Background information
- Also known as: Japayork
- Born: Nick van Hofwegen
- Origin: Los Angeles, California, U.S. New York City, U.S.
- Genres: R&B
- Years active: 2011–present
- Labels: Harvest; Capitol; Neon Gold;
- Website: youngandsick.com

= Young & Sick =

Young & Sick is an American music and art project. The solo project is the brainchild of Dutch artist Nick van Hofwegen, described as a "double threat" in art and music by the Wall Street Journal, who is responsible for the project's musical composition, production, and performance, as well as all artwork. Young & Sick is currently releasing music with Neon Gold Records and B3Sci Records and was previously signed to Harvest Records. He has created artwork for a variety of well known entertainers including Foster the People, The Velvet Teen, Maroon 5, Robin Thicke, Mikky Ekko, T. Mills, Andy Dick, Jerry Stiller, L.A. Salami and others. In 2014, Zane Lowe and BBC Radio 1 called Young & Sick the "Next Hype" and the project was named Stereogum's "Band to Watch."

In April 2014, Young & Sick released his first self-titled album. The record was first available as a vinyl LP with 50 unique original pieces of art from Van Hofwegen, inserted into records at random. After a musical hiatus, he released two EPs in 2018 entitled Ojai and No Static. In 2019, Young & Sick released an EP entitled Size of Relief as a joint project from Neon Gold Record and B3Sci Records. In 2020, he released an LP entitled Demo Club.

==Artwork==

===Album artwork===

==== Foster the People ====
In 2011, Young & Sick designed the album cover for Foster the People’s album Torches. The artwork was later expanded and used extensively as a backdrop in live shows, on merchandise, and on the band's website. The characters depicted in the artwork came to be an integral part of the band's identity.

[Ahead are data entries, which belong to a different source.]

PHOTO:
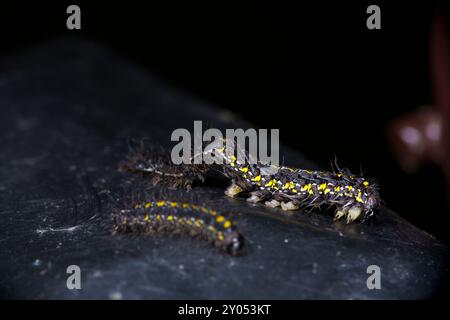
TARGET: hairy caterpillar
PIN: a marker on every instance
(293, 188)
(164, 216)
(289, 188)
(155, 164)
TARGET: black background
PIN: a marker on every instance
(313, 70)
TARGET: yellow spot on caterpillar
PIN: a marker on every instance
(358, 197)
(198, 223)
(220, 150)
(257, 178)
(271, 183)
(289, 185)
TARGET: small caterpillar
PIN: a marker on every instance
(163, 216)
(286, 187)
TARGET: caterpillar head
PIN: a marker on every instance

Young & Sick went on to create the visual identity for Foster the People's 2014 second album Supermodel, which features an abstract surreal illustration of a model surrounded by a crowd of people and paparazzi armed with cameras, who take photographs as she poses on a pedestal. A mural of the artwork for the album was painted over the facade of a building located on 539 S Los Angeles Street in Los Angeles, California. It became the largest mural ever constructed on the West Coast of the United States.

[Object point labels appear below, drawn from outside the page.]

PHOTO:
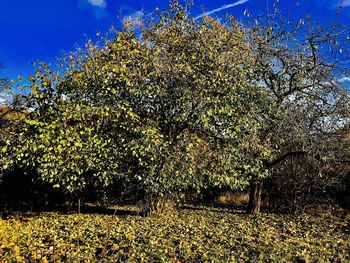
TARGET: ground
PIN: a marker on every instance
(191, 234)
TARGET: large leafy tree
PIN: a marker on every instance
(170, 110)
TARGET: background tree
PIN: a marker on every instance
(300, 63)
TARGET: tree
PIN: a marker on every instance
(299, 66)
(159, 111)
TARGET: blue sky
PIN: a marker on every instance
(42, 30)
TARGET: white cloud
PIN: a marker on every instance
(135, 19)
(98, 3)
(4, 99)
(240, 2)
(344, 79)
(345, 3)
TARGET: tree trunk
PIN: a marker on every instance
(254, 198)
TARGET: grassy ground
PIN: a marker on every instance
(188, 235)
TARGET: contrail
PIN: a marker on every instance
(240, 2)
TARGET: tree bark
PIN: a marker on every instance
(254, 203)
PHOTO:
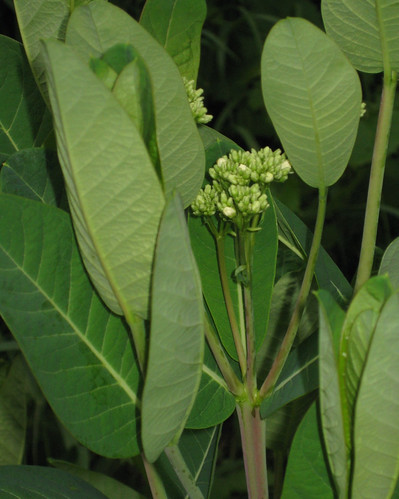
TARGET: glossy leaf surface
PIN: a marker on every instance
(177, 24)
(376, 424)
(97, 27)
(79, 352)
(366, 30)
(177, 335)
(113, 191)
(24, 119)
(313, 96)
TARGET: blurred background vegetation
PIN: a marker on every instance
(233, 37)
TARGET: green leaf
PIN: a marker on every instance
(357, 333)
(177, 25)
(198, 449)
(331, 405)
(214, 403)
(114, 194)
(37, 482)
(180, 147)
(24, 119)
(41, 20)
(376, 423)
(13, 414)
(111, 488)
(313, 96)
(366, 31)
(34, 174)
(389, 263)
(327, 274)
(177, 335)
(79, 352)
(306, 475)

In 2018, Young & Sick designed the cover art for the Foster the People singles "Worst Nites." He created the cover art for the single "Style," which was released on March 22, 2019. The "Style" artwork is also featured on merchandise for the band.

==== Maroon 5 and Robin Thicke ====

In 2012, Young & Sick drew the album cover for Maroon 5’s album Overexposed. Jimmy Fallon "loved" the artwork, even creating an improv song about the art entitled "kill the boogers" with Adam Levine after learning that the drawing first featured mucus coming from the nose. Young & Sick's artwork done for Maroon 5 was featured by Apple Inc. during the September 2012 launch of the iPhone 5. Young & Sick was also retained by recording artist Robin Thicke to design the cover of Thicke's 2013 album Blurred Lines. The album was the 4th consecutive album designed by Young & Sick to reach No. 1 on the Billboard Charts.

==== Additional artwork ====
American singer-songwriter Mikky Ekko, rapper T. Mills, and producer Skrillex also feature artwork completed by Young & Sick.

===Branding===
In 2013, Young & Sick designed the branding and artwork for the New Orleans–based music and art festival BUKU. Van Hofwegen went on to further develop his designs, expanding the festivals identity to create a Buku experience, continuing to design the branding for the festival in 2014, 2015, 2016, 2017, and 2018.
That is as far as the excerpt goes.